Плакали и баронессы; и баронессы носили и лбы, и носы, как мужская линия; но баронессы носили и подбородки; зато многие из баронесс были глупы, как дребезжащие, ничем не наполненные склянки, ходили в кружевах и смолоду покидали Россию для Ниццы и Монте-Карло.

Отец Павла Павловича — Павел Павлович, — как и все Граабены был большим чудаком; он до того помешался на чистоте, что в доме завел у себя странный обычай; к полотенцу, к носовому платку он притрагивался всего один только раз; когда бывал у него насморк, то, чувствуя надобность в платке, он шлепал трижды в ладоши; дверь раскрывалась и вбегали два крепостных казачка, придерживая двумя пальцами каждый за кончик совершенно чистый носовой платок; Павел Павлович брался за середину платка и громко сморкался (все Граабены сморкались необычайно громко); казачки мгновенно бросались с платком вон из комнаты; и если надобность в платке была ежеминутна, ежеминутно вбегали казачки: бесконечное количество платков приносилось и уносилось.

Еще Павел Павлович был музыкант; он игрывал на виолончели симфонии Бетховена и сажал сына аккомпанировать; при малейшей ошибке симфония начиналась сначала, хотя бы и было разыграно десять страниц; так продолжалось до бесконечности; и оттого-то Павел Павлович отец не мог сыграть ни одного пассажа до конца; сын же его смолоду возненавидел музыку. Все разбегались от музыки Павла Павловича отца, а он садился играть на пороге между двумя наиболее проходными комнатами; однажды он запер на ключ своего знакомого и перед ним играл много часов подряд, пока знакомый не упал в обморок. Вскоре после этого эпизода Павел Павлович отец скончался.
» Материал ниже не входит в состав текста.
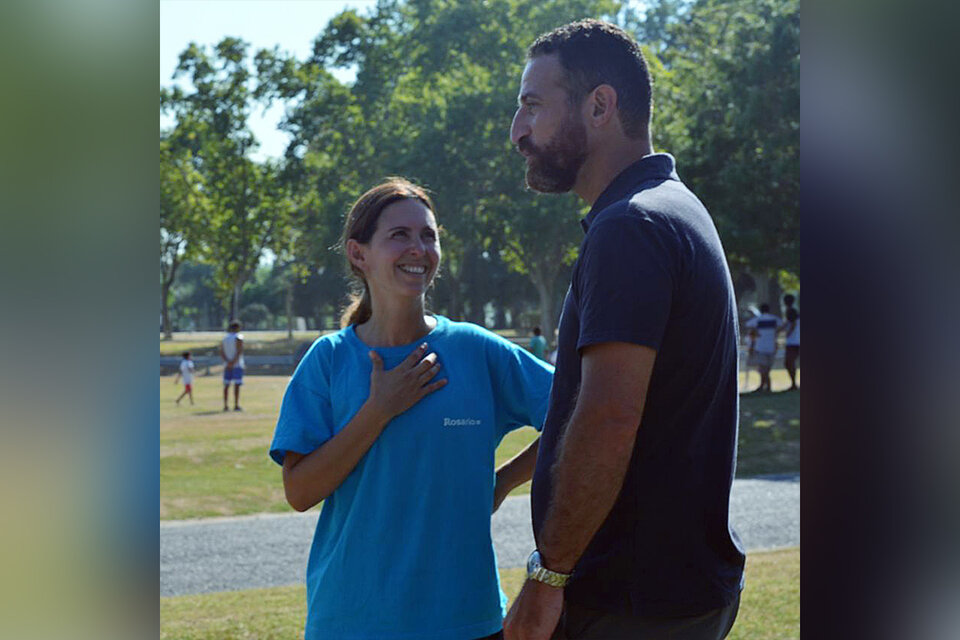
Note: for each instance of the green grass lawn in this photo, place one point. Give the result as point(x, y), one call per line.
point(215, 464)
point(769, 608)
point(272, 343)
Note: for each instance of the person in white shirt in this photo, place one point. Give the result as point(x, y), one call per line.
point(185, 372)
point(231, 351)
point(792, 330)
point(763, 333)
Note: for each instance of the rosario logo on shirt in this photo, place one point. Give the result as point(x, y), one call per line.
point(460, 422)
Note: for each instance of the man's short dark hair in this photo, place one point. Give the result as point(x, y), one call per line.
point(593, 52)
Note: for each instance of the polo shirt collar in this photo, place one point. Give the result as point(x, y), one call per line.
point(654, 166)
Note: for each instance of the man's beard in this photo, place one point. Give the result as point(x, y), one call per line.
point(554, 168)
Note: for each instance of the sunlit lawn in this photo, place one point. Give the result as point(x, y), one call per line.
point(769, 608)
point(215, 463)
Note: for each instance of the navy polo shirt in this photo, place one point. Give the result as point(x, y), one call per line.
point(652, 271)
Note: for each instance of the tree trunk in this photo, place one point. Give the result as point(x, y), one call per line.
point(165, 309)
point(235, 302)
point(546, 309)
point(165, 285)
point(289, 305)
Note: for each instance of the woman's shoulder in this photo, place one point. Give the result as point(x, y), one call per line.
point(466, 330)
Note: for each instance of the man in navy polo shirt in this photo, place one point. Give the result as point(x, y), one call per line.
point(632, 485)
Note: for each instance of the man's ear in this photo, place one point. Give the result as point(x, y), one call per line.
point(603, 105)
point(355, 254)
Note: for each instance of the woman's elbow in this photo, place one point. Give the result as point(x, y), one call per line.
point(299, 501)
point(297, 496)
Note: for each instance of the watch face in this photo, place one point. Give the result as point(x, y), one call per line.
point(533, 562)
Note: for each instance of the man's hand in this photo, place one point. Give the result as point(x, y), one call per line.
point(535, 613)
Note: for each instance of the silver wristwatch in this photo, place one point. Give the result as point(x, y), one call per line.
point(536, 571)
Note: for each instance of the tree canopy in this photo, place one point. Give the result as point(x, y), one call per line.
point(435, 89)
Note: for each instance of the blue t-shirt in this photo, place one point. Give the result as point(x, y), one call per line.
point(403, 548)
point(652, 272)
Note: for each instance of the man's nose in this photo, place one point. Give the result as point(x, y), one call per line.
point(518, 128)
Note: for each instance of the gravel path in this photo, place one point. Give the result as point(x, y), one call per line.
point(225, 554)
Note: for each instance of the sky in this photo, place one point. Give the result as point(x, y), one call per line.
point(291, 24)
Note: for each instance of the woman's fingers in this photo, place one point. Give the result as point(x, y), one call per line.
point(429, 373)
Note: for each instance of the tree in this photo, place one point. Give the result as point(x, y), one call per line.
point(248, 201)
point(735, 67)
point(184, 206)
point(435, 90)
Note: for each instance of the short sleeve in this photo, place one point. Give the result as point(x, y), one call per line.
point(624, 282)
point(521, 384)
point(306, 417)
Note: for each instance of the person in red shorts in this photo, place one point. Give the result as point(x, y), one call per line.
point(185, 372)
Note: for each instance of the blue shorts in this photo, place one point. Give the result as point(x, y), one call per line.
point(234, 375)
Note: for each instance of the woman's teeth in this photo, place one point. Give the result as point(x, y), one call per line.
point(417, 270)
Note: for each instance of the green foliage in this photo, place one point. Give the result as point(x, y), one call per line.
point(730, 88)
point(435, 88)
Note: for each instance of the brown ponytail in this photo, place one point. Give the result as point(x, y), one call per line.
point(360, 225)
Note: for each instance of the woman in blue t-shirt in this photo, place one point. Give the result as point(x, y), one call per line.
point(393, 422)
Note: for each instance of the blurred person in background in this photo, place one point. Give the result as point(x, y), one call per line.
point(763, 343)
point(231, 352)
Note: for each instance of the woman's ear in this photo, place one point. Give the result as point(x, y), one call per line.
point(355, 254)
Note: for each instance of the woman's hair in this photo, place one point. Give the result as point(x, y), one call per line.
point(360, 225)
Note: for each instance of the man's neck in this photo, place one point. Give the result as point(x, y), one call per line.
point(607, 162)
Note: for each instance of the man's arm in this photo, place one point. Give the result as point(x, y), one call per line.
point(596, 449)
point(515, 472)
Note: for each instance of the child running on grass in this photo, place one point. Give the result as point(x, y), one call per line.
point(186, 372)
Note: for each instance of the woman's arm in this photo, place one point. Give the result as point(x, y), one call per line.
point(308, 479)
point(515, 472)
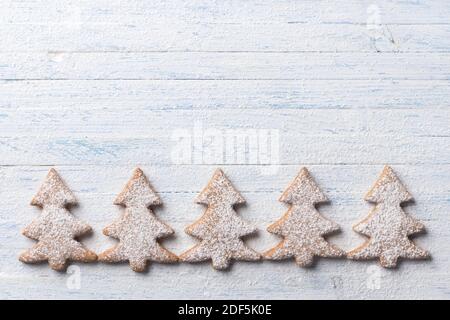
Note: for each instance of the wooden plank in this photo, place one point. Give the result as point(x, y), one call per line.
point(102, 121)
point(191, 94)
point(201, 65)
point(225, 37)
point(135, 12)
point(168, 147)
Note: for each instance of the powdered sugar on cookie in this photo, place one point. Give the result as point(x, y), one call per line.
point(388, 226)
point(138, 229)
point(56, 228)
point(302, 226)
point(220, 228)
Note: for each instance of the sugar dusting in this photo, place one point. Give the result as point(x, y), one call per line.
point(138, 228)
point(56, 228)
point(220, 228)
point(302, 226)
point(388, 226)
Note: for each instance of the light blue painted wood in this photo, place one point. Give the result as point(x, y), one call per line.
point(96, 88)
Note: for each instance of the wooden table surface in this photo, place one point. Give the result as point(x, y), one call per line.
point(96, 88)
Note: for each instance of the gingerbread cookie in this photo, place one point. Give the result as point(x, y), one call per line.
point(388, 226)
point(220, 228)
point(56, 228)
point(138, 229)
point(302, 227)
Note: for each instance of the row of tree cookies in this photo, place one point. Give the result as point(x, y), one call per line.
point(220, 229)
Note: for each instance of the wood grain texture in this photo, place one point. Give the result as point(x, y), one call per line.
point(95, 88)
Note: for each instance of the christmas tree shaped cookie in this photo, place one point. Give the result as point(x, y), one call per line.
point(56, 228)
point(138, 229)
point(388, 226)
point(220, 228)
point(302, 227)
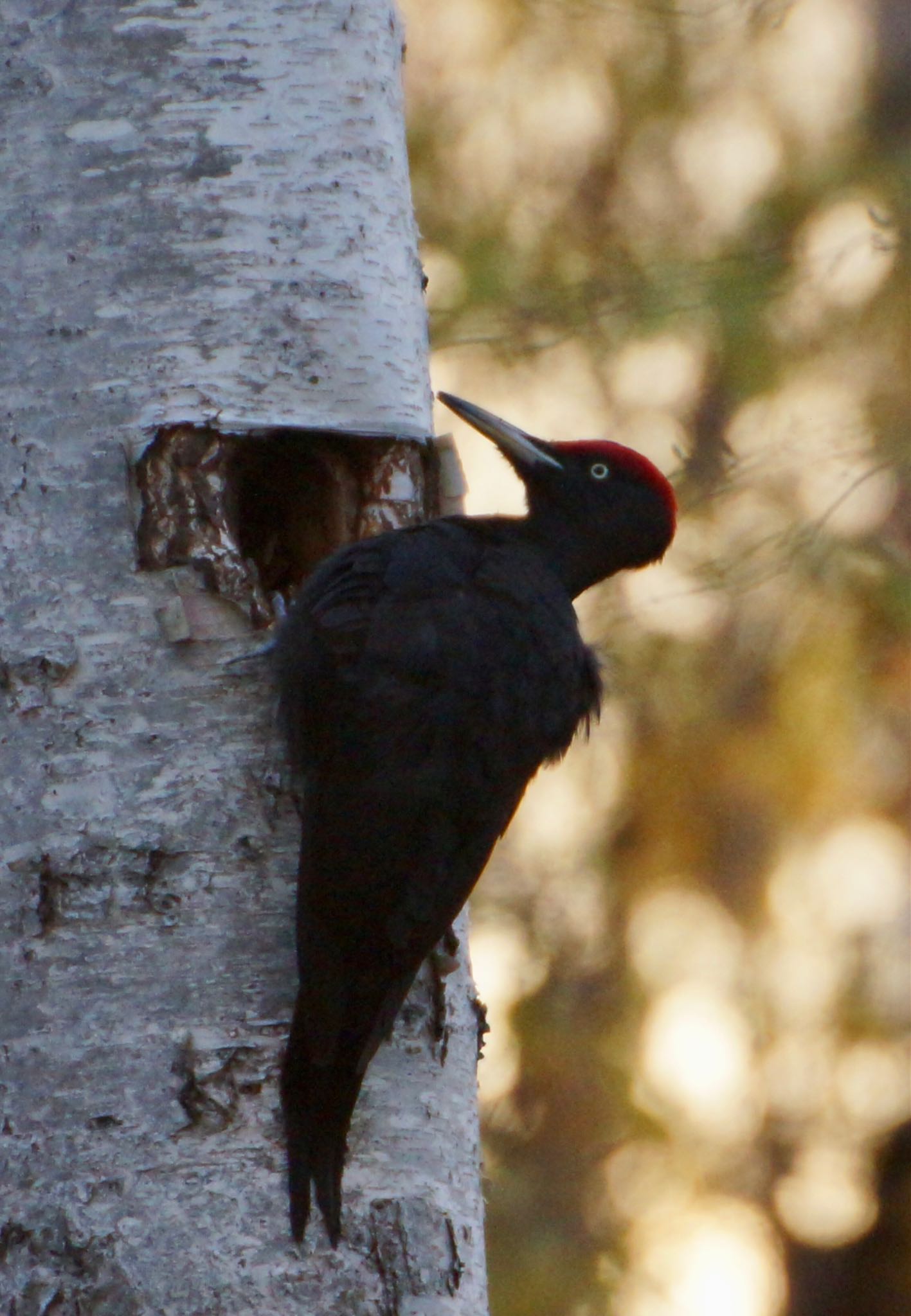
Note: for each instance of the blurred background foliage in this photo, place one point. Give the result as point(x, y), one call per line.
point(685, 226)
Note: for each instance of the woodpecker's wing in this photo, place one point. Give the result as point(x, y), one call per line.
point(424, 677)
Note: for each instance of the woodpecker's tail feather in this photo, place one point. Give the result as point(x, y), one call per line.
point(318, 1103)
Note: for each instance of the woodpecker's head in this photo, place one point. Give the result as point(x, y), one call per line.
point(598, 506)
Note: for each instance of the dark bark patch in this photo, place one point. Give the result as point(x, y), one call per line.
point(413, 1250)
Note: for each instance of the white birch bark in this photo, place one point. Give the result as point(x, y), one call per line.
point(206, 216)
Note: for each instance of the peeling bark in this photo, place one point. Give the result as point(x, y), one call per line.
point(212, 270)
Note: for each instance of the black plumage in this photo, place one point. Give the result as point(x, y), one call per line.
point(424, 677)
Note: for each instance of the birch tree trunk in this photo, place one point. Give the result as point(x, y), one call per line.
point(208, 254)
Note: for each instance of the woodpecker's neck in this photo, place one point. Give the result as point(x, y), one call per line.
point(575, 562)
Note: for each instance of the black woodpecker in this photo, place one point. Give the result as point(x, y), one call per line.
point(424, 677)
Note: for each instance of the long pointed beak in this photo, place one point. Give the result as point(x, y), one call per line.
point(512, 443)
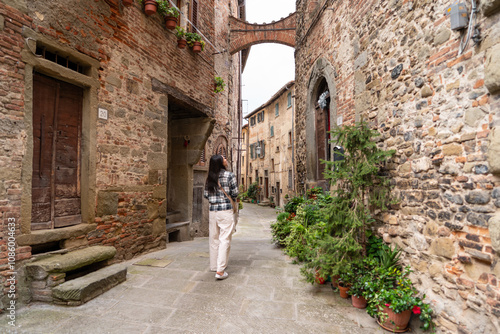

Дядюшка Павла Павловича, Александр Павлович был еще больший чудак; смолоду он проел три четверти состояния и выпил оставленный дедами погребок; к сорока же годам переселился в родовое именье, где пять лет колесил по уезду, остроумничая вовсю; после он пять лет безвыездно просидел у себя в именье, объезжая пахотные поля и остроумничая с управляющим; тут завелась у него странность: и зиму, и лето он ходил в собольей шубе и меховой шапке; следующие пять лет Александр Павлович уже не выходил из парку здесь он сажал плодовые деревья и ловил в силки птиц; затем с каждым годом он урезывал свои прогулки по парку, так что к шестидесяти годам оказался загнанным на террасу, откуда кормил крошками голубей; потом Александр Павлович заключился в трех только комнатах барского дома и, наконец, последние три года просидел безвыходно в спальне, куда к нему приводили дворовую девку, Сашку, которую Александр Павлович с необыкновенной нежностью поглаживал по плечу, но и только: ей-Богу, только всего! Сашка же ежегодно рожала детей от прохожих парней; всего удивительнее, что Александр Павлович был твердо уверен, что эти дети — его дети; Сашкиным детям осталось в наследство богатейшее поместье Александра Павловича.

Другой дядюшка Павла Павловича, Варавва Павлович, был еще больший чудак; так же, как все прочие Граабены, он отличался остроумием, честностью и особым стремленьем к чистоте: вот это-то стремленье и выразилось в такой невероятной особенности (всего только в одной), что и сказать стыдно, да и вы и не поверите: проживая в провинции и отправляясь в гости, Варавва Павлович ехал, шестериком, в карете; впереди же себя пускал он другую карету, запряженную цугом четвериком; на запятках стояли два казачка, а на передней лошади ехал гайдук и размахивал бичом: но что же с собою возил в этой передней карете Варавва Павлович? Да… право, не скажешь: на случай… некоторый «предмет», назначение которого точнее определить стыдно; подъезжала передняя карета; два казачка бросались открывать дверцы, и завернутый «предмет» торжественно вносился в особо приготовленную комнату; а потом уже к дому подъезжал сам Варавва Павлович; и только тогда на пороге радушно показывались хозяева и вели под руки старого барина в парадный покой.

Стремленье к чистоте искалечило жизнь и тетушке Павла Павловича, баронессе Агнии Павловне; к старости она мыла все, что ей ни попадалось под руки и при этом брезгала полотенцами: просушивала она свои руки, взмахивая ими в воздухе, отчего руки ее всегда оставались покрытыми жестким коростом. Наконец, однажды с утра она вымыла шубу огромных размеров на черно-буром, лисьем меху — собственноручно, отчего на пальце у нее вскочил маленький прыщ; прыщ оказался сибирской язвой, от которой и скончалась баронесса Агния Павловна.